Caçada Semanal #219

As crises revelam o pior das pessoas, mas também o melhor. Se há algo que temos visto nesta pandemia é que afinal temos todos um rácio altíssimo de especialistas de tudo e mais alguma coisa, gente que estava escondida à plena vista e que são mais capazes de governar e gerir melhor do que os actuais, passados e futuros governantes e gestores. Somos um país de sortudos, com tanta gente de alto calibre.

Os 2 indies desta semana vêm pôr essa qualidade toda à prova, em 3 jogos de estratégia e gestão que vão fazer separar os bons gestores, daqueles que são apenas”garganta” nas redes.

Plebby Quest: The Crusades [PC]

Há uns meses estava a analisar ROMANCE OF THE THREE KINGDOMS XIV e, a dias de escrever a minha análise, a minha cópia de review foi revogada. Até hoje não sei porquê, mas apeteceu-me desabafar aqui um bocadinho. 

Então se a Koei Tecmo não me deixa jogar a este jogo eu não fico preocupado: já ao lado tenho Plebby Quest: The Crusades, que é essencialmente o mesmo, mas possivelmente em melhor. 

A maneira de descrever Plebby Quest: The Crusades, lançado há poucas semanas pelo estúdio PuedPipers Team é simples: imaginem que Europa Universalis ou mesmo Civilization existem tal como os conhecemos mas ao invés da seriedade habitual, temos humor, e no lugar de figuras pseudo-realistas temos rectângulos antropomórficos.

A complexidade mecânica de Plebby Quest: The Crusades está tão apurada quanto os melhores jogos de estratégia, mas é fácil que muitos fãs do género acabem por olhá-lo de lado pelo seu visual cartoonesco. O que é uma verdadeira injustiça, dada a qualidade desde jogo de estratégia.

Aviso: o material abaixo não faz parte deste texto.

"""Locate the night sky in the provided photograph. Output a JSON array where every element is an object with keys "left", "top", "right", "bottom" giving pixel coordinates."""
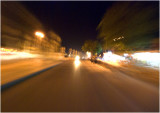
[{"left": 21, "top": 1, "right": 114, "bottom": 50}]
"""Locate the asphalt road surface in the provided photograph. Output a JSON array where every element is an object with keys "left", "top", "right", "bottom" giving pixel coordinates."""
[{"left": 1, "top": 60, "right": 159, "bottom": 112}]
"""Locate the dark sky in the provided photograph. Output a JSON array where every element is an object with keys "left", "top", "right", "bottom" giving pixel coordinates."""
[{"left": 21, "top": 1, "right": 113, "bottom": 50}]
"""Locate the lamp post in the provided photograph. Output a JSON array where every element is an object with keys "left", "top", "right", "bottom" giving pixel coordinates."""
[{"left": 35, "top": 31, "right": 44, "bottom": 50}]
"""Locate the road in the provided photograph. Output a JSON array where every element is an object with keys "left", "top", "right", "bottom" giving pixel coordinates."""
[{"left": 1, "top": 60, "right": 159, "bottom": 112}]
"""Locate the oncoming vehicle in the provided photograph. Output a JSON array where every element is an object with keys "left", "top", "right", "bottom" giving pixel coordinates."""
[{"left": 91, "top": 56, "right": 97, "bottom": 63}]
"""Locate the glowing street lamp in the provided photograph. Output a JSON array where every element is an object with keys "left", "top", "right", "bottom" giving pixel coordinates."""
[
  {"left": 86, "top": 51, "right": 91, "bottom": 58},
  {"left": 35, "top": 32, "right": 44, "bottom": 38}
]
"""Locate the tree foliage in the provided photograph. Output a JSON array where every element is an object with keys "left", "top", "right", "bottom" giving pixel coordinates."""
[
  {"left": 82, "top": 40, "right": 102, "bottom": 54},
  {"left": 97, "top": 1, "right": 159, "bottom": 49}
]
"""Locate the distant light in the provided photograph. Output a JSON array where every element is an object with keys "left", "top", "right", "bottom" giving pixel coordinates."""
[
  {"left": 75, "top": 55, "right": 80, "bottom": 60},
  {"left": 35, "top": 32, "right": 44, "bottom": 38},
  {"left": 123, "top": 53, "right": 128, "bottom": 57},
  {"left": 86, "top": 51, "right": 91, "bottom": 58},
  {"left": 132, "top": 52, "right": 160, "bottom": 67}
]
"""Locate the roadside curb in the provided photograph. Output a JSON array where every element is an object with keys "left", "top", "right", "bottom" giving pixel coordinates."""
[{"left": 1, "top": 62, "right": 62, "bottom": 91}]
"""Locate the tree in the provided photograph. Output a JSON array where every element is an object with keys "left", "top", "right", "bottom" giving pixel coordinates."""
[{"left": 97, "top": 1, "right": 159, "bottom": 49}]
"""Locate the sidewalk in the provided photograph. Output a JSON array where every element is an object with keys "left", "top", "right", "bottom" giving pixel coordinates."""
[{"left": 98, "top": 61, "right": 159, "bottom": 87}]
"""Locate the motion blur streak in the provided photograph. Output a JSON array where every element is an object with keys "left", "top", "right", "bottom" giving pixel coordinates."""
[
  {"left": 74, "top": 56, "right": 81, "bottom": 69},
  {"left": 0, "top": 48, "right": 38, "bottom": 60},
  {"left": 132, "top": 52, "right": 160, "bottom": 67}
]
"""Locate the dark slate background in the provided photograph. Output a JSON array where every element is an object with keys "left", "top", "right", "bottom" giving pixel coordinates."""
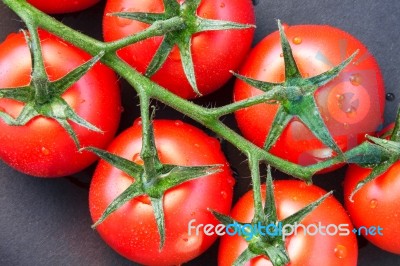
[{"left": 0, "top": 0, "right": 400, "bottom": 266}]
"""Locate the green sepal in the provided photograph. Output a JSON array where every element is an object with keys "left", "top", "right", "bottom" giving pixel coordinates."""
[
  {"left": 150, "top": 195, "right": 165, "bottom": 250},
  {"left": 263, "top": 106, "right": 293, "bottom": 151},
  {"left": 233, "top": 248, "right": 260, "bottom": 266},
  {"left": 107, "top": 0, "right": 255, "bottom": 96},
  {"left": 264, "top": 165, "right": 278, "bottom": 223},
  {"left": 293, "top": 96, "right": 343, "bottom": 156},
  {"left": 234, "top": 20, "right": 358, "bottom": 156},
  {"left": 277, "top": 19, "right": 301, "bottom": 80},
  {"left": 349, "top": 156, "right": 399, "bottom": 202},
  {"left": 92, "top": 181, "right": 145, "bottom": 229},
  {"left": 305, "top": 50, "right": 358, "bottom": 91},
  {"left": 0, "top": 86, "right": 34, "bottom": 103},
  {"left": 152, "top": 164, "right": 223, "bottom": 191},
  {"left": 197, "top": 17, "right": 256, "bottom": 32},
  {"left": 82, "top": 147, "right": 143, "bottom": 180}
]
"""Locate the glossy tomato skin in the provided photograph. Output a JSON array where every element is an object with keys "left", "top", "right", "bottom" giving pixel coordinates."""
[
  {"left": 218, "top": 180, "right": 358, "bottom": 266},
  {"left": 103, "top": 0, "right": 255, "bottom": 98},
  {"left": 234, "top": 25, "right": 385, "bottom": 169},
  {"left": 344, "top": 161, "right": 400, "bottom": 254},
  {"left": 27, "top": 0, "right": 100, "bottom": 14},
  {"left": 89, "top": 120, "right": 234, "bottom": 265},
  {"left": 0, "top": 31, "right": 121, "bottom": 177}
]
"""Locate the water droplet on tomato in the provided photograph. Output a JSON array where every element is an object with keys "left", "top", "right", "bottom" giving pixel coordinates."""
[
  {"left": 282, "top": 23, "right": 289, "bottom": 30},
  {"left": 335, "top": 245, "right": 347, "bottom": 259},
  {"left": 386, "top": 92, "right": 396, "bottom": 102},
  {"left": 292, "top": 37, "right": 303, "bottom": 45},
  {"left": 369, "top": 199, "right": 378, "bottom": 209},
  {"left": 175, "top": 120, "right": 183, "bottom": 126},
  {"left": 41, "top": 147, "right": 50, "bottom": 155},
  {"left": 346, "top": 106, "right": 357, "bottom": 118},
  {"left": 350, "top": 74, "right": 361, "bottom": 86},
  {"left": 116, "top": 8, "right": 134, "bottom": 27}
]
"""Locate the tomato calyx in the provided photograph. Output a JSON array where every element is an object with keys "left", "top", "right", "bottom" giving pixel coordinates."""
[
  {"left": 211, "top": 167, "right": 332, "bottom": 266},
  {"left": 84, "top": 100, "right": 223, "bottom": 249},
  {"left": 108, "top": 0, "right": 255, "bottom": 96},
  {"left": 235, "top": 20, "right": 358, "bottom": 156},
  {"left": 0, "top": 26, "right": 102, "bottom": 148}
]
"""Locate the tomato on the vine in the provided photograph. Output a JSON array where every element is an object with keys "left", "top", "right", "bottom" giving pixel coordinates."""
[
  {"left": 89, "top": 120, "right": 234, "bottom": 265},
  {"left": 344, "top": 158, "right": 400, "bottom": 254},
  {"left": 234, "top": 25, "right": 385, "bottom": 165},
  {"left": 0, "top": 31, "right": 121, "bottom": 177},
  {"left": 218, "top": 180, "right": 358, "bottom": 266},
  {"left": 27, "top": 0, "right": 100, "bottom": 14},
  {"left": 103, "top": 0, "right": 255, "bottom": 98}
]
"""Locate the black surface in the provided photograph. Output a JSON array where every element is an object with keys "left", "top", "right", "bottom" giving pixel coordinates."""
[{"left": 0, "top": 0, "right": 400, "bottom": 266}]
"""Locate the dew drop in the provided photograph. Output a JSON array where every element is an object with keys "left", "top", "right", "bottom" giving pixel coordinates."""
[
  {"left": 350, "top": 74, "right": 361, "bottom": 86},
  {"left": 386, "top": 92, "right": 396, "bottom": 102},
  {"left": 336, "top": 94, "right": 344, "bottom": 102},
  {"left": 369, "top": 199, "right": 378, "bottom": 209},
  {"left": 41, "top": 147, "right": 50, "bottom": 155},
  {"left": 175, "top": 120, "right": 183, "bottom": 127},
  {"left": 335, "top": 245, "right": 347, "bottom": 259},
  {"left": 293, "top": 37, "right": 303, "bottom": 45}
]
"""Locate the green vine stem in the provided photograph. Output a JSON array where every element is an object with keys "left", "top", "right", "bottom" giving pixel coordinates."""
[{"left": 3, "top": 0, "right": 384, "bottom": 182}]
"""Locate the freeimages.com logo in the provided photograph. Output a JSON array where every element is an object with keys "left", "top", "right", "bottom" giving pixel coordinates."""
[{"left": 188, "top": 219, "right": 383, "bottom": 241}]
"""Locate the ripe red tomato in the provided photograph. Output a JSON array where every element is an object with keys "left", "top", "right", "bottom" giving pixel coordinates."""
[
  {"left": 218, "top": 180, "right": 358, "bottom": 266},
  {"left": 89, "top": 120, "right": 234, "bottom": 265},
  {"left": 0, "top": 31, "right": 121, "bottom": 177},
  {"left": 103, "top": 0, "right": 255, "bottom": 98},
  {"left": 344, "top": 161, "right": 400, "bottom": 254},
  {"left": 234, "top": 25, "right": 385, "bottom": 168},
  {"left": 27, "top": 0, "right": 100, "bottom": 14}
]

À semelhança do jogo da Koei, Plebby Quest: The Crusades coloca o foco da gestão do nosso império nos ombros de generais. São eles que têm o ónus de treinar unidades e são também eles quem controlamos, com os seus exércitos acoplados, pelo mapa.

Outra adição interessante é que algumas das mecânicas habituais do género, como a pesquisa, são resolvidas através de mini-jogos, e não apenas de uma acção passiva com um tempo de duração determinado.

Plebby Quest: The Crusades é um brilhante jogo de estratégia que passou por debaixo do radar da maioria dos entusiastas dos jogos de estratégia e 4X, e é, na realidade, uma das suas maiores pérolas desconhecidas.

STATIONflow [PC]

Tenho um amigo de Faculdade – cujo nome não vai ser referenciado, mas que posso indicar que é um dos mais utilizados para homem em Portugal, e que começa por J – é doente pelo metropolitano de Lisboa. Decorava os números das carruagens, estava constantemente a redesenhar sugestões de mapas infográficos da linha, para além de ter fotografias de sinalética do Metro com ele. Não sei se ele nos lê, mas STATIONflow, um jogo de gestão de micro-nicho, é mesmo para ele.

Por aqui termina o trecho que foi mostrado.